Schumer, along with Sens. Maria Cantwell, D-Wash., and Ben Ray Lujan, D-N.M., asked “the Administration to move swiftly to approve state plans, and release the $42.45 billion allocated to the states by the BEAD Program,” arguing that further delay “means that we risk falling behind China.” 

They noted the economic benefits associated with high-speed internet access, and AI’s dependence on reliable broadband networks. They warned that further delays could result in “not only miss[ing] this year’s construction season but next year’s as well, delaying broadband deployment by years.”

The senators also criticized Starlink as a viable internet option, arguing that “Elon Musk’s Starlink… lacks the scalability, reliability, and speed of fiber or other terrestrial broadband solutions.” 
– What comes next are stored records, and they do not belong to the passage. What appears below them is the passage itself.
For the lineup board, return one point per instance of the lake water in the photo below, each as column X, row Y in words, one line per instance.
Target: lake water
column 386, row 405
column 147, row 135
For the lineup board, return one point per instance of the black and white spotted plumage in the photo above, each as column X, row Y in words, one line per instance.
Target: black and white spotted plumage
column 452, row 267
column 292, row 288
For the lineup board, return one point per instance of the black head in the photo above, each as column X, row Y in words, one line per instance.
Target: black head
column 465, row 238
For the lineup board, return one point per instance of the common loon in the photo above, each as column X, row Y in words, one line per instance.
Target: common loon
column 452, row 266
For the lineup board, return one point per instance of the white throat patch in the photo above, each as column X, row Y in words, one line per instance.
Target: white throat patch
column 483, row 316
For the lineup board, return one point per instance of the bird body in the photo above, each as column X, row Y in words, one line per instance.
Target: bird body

Democratic senators have been critical of the role Elon Musk played in the Trump administration, with some calling for an investigation of the ties between Starlink and the Federal government.

In contrast, Trump recently asserted that Starlink saved “probably hundreds of lives in North Carolina”, while legislation introduced by Rep. David Taylor, R-Ohio, in early April would amend the BEAD Act to allow for subsidization of satellite internet, including Starlink.

Funds from the BEAD Act have been frozen since the advent of the Trump administration, which seeks to strip various diversity requirements from the legislation while making it more “technologically neutral.” It is unclear when those funds will be released.